Cornelius Castoriadis, Lo que hace a Grecia


Cornelius Castoriadis: Lo que hace a Grecia. 1. De Homero a Heráclito. Seminarios 1982-83. La creación humana II. Sandra Garzonio (trad.) Argentina: FCE, 2006.

Cornelius Castoriadis (Estambul, 1922- París, 1997) desarrolló su actividad filosófica en París a partir de la década de los sesenta. En 1980, fue nombrado director de estudios de la prestigiosa Escuela de Altos Estudios de Ciencias Sociales. En su pensamiento, orientado principalmente hacia la teoría política, son evidentes las influencias del psicoanálisis y el marxismo. Sin embargo, la publicación reciente de sus apuntes de clase sobre Historia de la Filosofía Griega nos muestran a un lector experto y un comunicador incomparable. Así, Sobre el Político de Platón (Madrid: Trotta, 2004), del que ya hemos hablado en este blog, y la novedad editorial que nos ocupa ahora.

La tesis principal de sus clases consiste en demostrar que el origen de la filosofía y la democracia tienen el mismo sustrato: el cuestionamiento implacable de la imagen del mundo que hayamos heredado de la tradición.

Inseparables en el hecho de su génesis, democracia y filosofía son, en efecto, indisociables también en, el plano de la significación. En ambos casos, es poner sobre el tapete y cuestionar la dominación de la institución heredada: dioses y representaciones de la tribu, o ley que simplemente está ahí. En ambos casos, es instituida una nueva relación del hombre con la verdad -apertura de un espacio público de discusión, creación de un individuo que hace de su pensamiento la medida- como con la ley -posición humana de la ley después de deliberación y decisión del demos. En ambos casos, es inaugurado un movimiento sin clausura posible: interrogación sin límites sobre la verdad, cuestionamiento interminable sobre la justicia. p. 318

Este cuestionamiento se apoya en el milagroso descubrimiento filosófico que realizó el pensamiento griego de Homero en adelante. Todo es uno, y ese uno es puro sinsentido o indeterminación. En Homero y Hesíodo su nombre es Caos o Abismo, en Anaximandro el apeiron, en Heráclito el fuego, en Platón y Aristóteles la materia que hace imposible reducir el mundo a mera Razón . El hombre, por naturaleza, crea significados para ocultar ese caos (filosofía, religión, ciencia…) pero sólo los griegos fueron capaces de admitir que ningún significado, ningún sentido es absolutamente verdadero. Toda teoría, todo concepto, toda política, es una construcción humana y, por tanto, susceptible de ser criticada. La actividad filosófica es, por tanto, interminable.

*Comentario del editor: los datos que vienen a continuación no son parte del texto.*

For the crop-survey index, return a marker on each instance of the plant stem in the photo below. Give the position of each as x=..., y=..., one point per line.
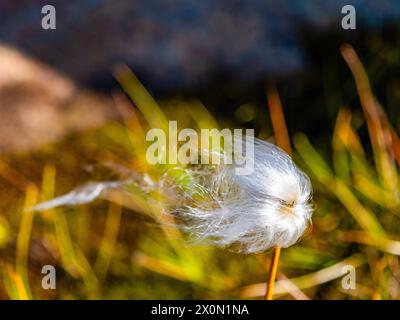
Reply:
x=272, y=273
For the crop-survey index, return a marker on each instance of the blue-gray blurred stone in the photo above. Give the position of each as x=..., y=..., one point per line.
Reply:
x=172, y=43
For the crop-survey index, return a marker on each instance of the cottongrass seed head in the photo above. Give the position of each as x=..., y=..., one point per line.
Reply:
x=251, y=213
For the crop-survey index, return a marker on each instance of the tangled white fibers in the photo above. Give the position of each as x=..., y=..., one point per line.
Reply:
x=271, y=206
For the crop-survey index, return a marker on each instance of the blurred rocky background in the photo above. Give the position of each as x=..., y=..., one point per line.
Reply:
x=222, y=52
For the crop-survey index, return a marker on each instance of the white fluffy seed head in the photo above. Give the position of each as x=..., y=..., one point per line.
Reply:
x=247, y=213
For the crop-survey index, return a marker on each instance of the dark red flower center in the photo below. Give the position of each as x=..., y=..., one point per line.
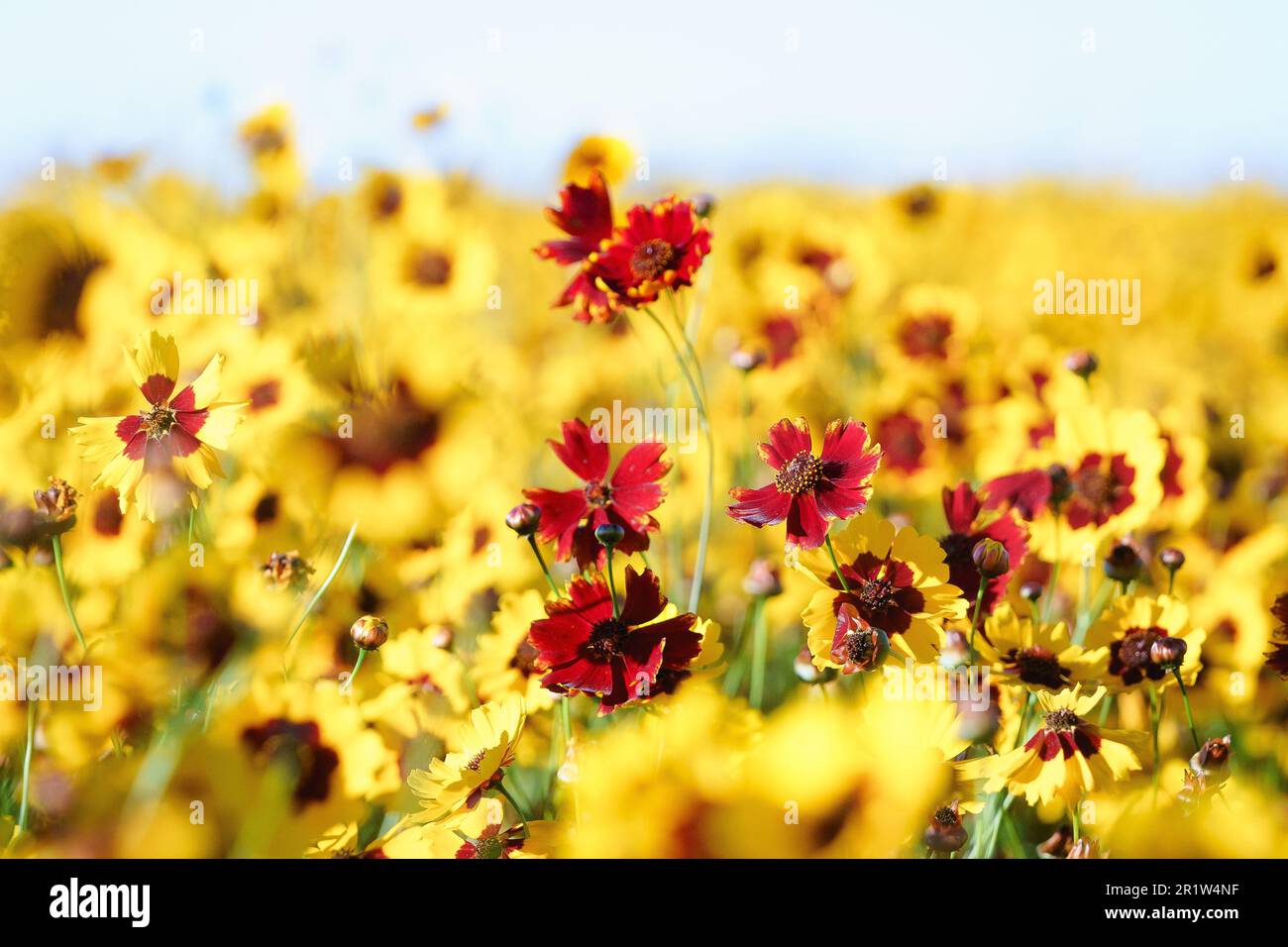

Lo que hace a Grecia, no es la medida y la armonía, ni una evidencia de la verdad como “develamiento”. Lo que hace a Grecia es la cuestión del sinsentido, o del no-ser. Esto está dicho con todas las letras desde el origen -aunque las orejas mugrientas de los modernos no puedan escucharlo, o sólo lo escuchen a través de sus consuelos judeocristianos o de su correo del corazón filosófico—. La experiencia fundamental griega es el develamiento, no del ser y del sentido, sino del sinsentido irremisible. p. 325

No obstante, hay que recordar que son apuntes de clase y no un libro sistemático pensado para su publicación. Hay largas disgresiones, omisiones imperdonables (Nietzsche, La filosofía en la época trágica de los griegos), repeticiones y tesis muy provocadoras y discutibles. A pesar de todo, es una lectura apasionante.